McDonalds admits they keep their coffee too hot.
McDonald’s also admitted that they kept the temperature of their coffee at between 180 and 190 degrees Fahrenheit to maintain optimum taste while other establishments sell coffee at between 135 to 140 degrees. McDonald’s food consultant admitted that a burn hazard exists with any food substance served at 140 degrees or above and at the temperature at which it was poured into Styrofoam cups, was not fit for consumption because it would burn the mouth and throat. The quality assurance manager admitted that burns would occur, but testified that McDonald’s had no intention of reducing the “holding temperature” of its coffee.
McDonalds admits hot coffee is a risk to customers.
Plaintiff’s expert, a scholar in thermodynamics as applied to human skin burns, testified that liquids, at 180 degrees, will cause a full thickness burn to human skin in two to seven seconds. Obviously, by selling the hot coffee via the drive through, McDonald’s knows that there is a risk of spilling and burning of skin. However, McDonald’s admitted customers were not aware of the high temperature of the coffee or the risk the high temperature of coffee had of burning the skin.
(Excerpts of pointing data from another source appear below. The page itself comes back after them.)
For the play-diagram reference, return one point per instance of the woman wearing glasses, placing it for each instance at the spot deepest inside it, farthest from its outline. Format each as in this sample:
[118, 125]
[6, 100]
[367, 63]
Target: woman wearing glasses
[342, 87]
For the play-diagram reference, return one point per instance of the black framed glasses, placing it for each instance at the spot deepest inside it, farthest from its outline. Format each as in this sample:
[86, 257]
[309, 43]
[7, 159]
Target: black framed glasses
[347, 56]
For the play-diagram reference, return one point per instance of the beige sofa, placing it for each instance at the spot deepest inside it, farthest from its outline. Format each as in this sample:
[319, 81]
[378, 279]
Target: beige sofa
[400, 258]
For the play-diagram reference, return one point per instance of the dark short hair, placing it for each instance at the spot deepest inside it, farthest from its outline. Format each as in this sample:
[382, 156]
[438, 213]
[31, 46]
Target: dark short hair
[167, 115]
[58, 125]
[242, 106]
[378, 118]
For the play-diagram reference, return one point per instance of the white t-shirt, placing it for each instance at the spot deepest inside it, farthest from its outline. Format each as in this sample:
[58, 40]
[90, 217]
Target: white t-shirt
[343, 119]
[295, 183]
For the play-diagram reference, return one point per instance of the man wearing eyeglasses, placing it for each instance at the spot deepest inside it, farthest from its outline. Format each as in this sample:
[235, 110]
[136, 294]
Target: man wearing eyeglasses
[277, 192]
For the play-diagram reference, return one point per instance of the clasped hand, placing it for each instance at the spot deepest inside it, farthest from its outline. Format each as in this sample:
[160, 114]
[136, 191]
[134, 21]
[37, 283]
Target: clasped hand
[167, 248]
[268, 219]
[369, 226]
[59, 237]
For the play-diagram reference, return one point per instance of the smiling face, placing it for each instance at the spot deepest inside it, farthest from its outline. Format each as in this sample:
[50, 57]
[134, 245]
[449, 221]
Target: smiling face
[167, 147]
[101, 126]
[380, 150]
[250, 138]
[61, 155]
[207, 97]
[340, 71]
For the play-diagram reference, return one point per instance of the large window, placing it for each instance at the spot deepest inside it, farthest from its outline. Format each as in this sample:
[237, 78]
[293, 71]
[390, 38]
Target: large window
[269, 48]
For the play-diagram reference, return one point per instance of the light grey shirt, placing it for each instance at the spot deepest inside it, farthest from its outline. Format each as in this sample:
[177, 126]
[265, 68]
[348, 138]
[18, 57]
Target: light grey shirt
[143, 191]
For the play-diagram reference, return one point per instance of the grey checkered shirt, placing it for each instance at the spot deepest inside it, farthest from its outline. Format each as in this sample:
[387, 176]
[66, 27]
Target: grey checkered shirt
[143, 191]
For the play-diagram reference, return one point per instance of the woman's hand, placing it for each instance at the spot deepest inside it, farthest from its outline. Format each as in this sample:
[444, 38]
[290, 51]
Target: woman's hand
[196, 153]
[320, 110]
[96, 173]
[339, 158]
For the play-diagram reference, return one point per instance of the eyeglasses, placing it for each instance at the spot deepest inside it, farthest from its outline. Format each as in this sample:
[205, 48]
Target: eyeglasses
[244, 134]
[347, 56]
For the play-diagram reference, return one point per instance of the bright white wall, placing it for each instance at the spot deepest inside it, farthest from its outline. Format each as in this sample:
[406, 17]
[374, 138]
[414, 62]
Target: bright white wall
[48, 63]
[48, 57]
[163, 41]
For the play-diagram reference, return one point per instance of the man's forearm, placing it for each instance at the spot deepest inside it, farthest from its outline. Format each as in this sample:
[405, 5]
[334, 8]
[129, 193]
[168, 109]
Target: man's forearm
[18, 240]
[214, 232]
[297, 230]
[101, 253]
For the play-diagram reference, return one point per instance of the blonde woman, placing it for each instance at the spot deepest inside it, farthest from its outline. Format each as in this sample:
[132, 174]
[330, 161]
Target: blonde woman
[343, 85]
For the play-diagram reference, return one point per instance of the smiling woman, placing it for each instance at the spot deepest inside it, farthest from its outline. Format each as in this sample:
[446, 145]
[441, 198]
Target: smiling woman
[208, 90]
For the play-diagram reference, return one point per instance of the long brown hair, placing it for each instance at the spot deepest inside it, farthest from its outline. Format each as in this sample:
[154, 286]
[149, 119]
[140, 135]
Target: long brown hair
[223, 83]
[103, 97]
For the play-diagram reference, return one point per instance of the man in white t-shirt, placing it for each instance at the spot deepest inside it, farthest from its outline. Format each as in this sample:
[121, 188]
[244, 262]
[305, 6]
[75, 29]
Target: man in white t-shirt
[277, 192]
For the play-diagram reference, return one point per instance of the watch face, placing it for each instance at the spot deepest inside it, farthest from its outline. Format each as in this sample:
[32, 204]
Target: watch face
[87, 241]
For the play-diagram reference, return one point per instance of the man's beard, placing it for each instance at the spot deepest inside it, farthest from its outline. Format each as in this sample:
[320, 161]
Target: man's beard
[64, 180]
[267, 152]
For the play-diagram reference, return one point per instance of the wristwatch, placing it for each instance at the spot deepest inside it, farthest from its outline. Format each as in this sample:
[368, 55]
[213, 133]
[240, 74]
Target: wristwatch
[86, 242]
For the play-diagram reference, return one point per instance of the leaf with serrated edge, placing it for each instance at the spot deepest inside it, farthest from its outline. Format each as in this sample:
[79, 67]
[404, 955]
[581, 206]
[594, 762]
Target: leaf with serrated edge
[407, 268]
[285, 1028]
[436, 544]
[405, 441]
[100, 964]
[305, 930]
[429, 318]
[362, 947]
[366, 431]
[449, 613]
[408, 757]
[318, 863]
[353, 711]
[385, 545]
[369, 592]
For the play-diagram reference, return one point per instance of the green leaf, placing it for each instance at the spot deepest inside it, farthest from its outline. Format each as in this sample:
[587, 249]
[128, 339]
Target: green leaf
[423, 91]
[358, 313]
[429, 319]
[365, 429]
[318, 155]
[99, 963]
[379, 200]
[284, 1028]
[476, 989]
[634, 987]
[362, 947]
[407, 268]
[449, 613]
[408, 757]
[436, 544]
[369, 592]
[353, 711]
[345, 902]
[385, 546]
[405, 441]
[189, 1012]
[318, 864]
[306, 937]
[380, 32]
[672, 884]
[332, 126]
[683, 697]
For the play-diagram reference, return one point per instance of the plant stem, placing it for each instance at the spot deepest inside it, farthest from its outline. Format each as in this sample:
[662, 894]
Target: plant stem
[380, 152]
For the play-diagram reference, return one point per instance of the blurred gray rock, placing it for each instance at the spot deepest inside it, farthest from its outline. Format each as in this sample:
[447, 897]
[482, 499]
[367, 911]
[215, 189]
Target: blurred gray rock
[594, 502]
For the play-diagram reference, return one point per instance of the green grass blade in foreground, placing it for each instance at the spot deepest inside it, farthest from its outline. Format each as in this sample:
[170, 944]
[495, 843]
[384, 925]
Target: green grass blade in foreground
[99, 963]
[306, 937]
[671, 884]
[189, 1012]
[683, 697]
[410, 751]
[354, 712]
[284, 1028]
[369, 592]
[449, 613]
Jury award reduced by Judge.
The Jury awarded Liebeck $200,000 in compensatory damages. This amount was reduced to $160,000 because the jury found Liebeck 20 percent at fault in the spill. The jury also awarded Liebeck $2.7 million in punitive damages, which equals about two days of McDonald’s coffee sales. The trial court subsequently reduced the punitive damages award to $480,000 – or approximately three times compensatory damages- even though the judge called McDonald’s conduct reckless, callous and willful.
McDonalds lowered the temperature on their coffee.
After trial investigation found that the temperature of coffee at the local Albuquerque McDonald’s had dropped to 158 degrees Fahrenheit. In spite of the facts, the media has emphasized this case in the media as an example of a run away jury verdict and outrageous award without publicizing the unique facts of the case and the truth of the final award.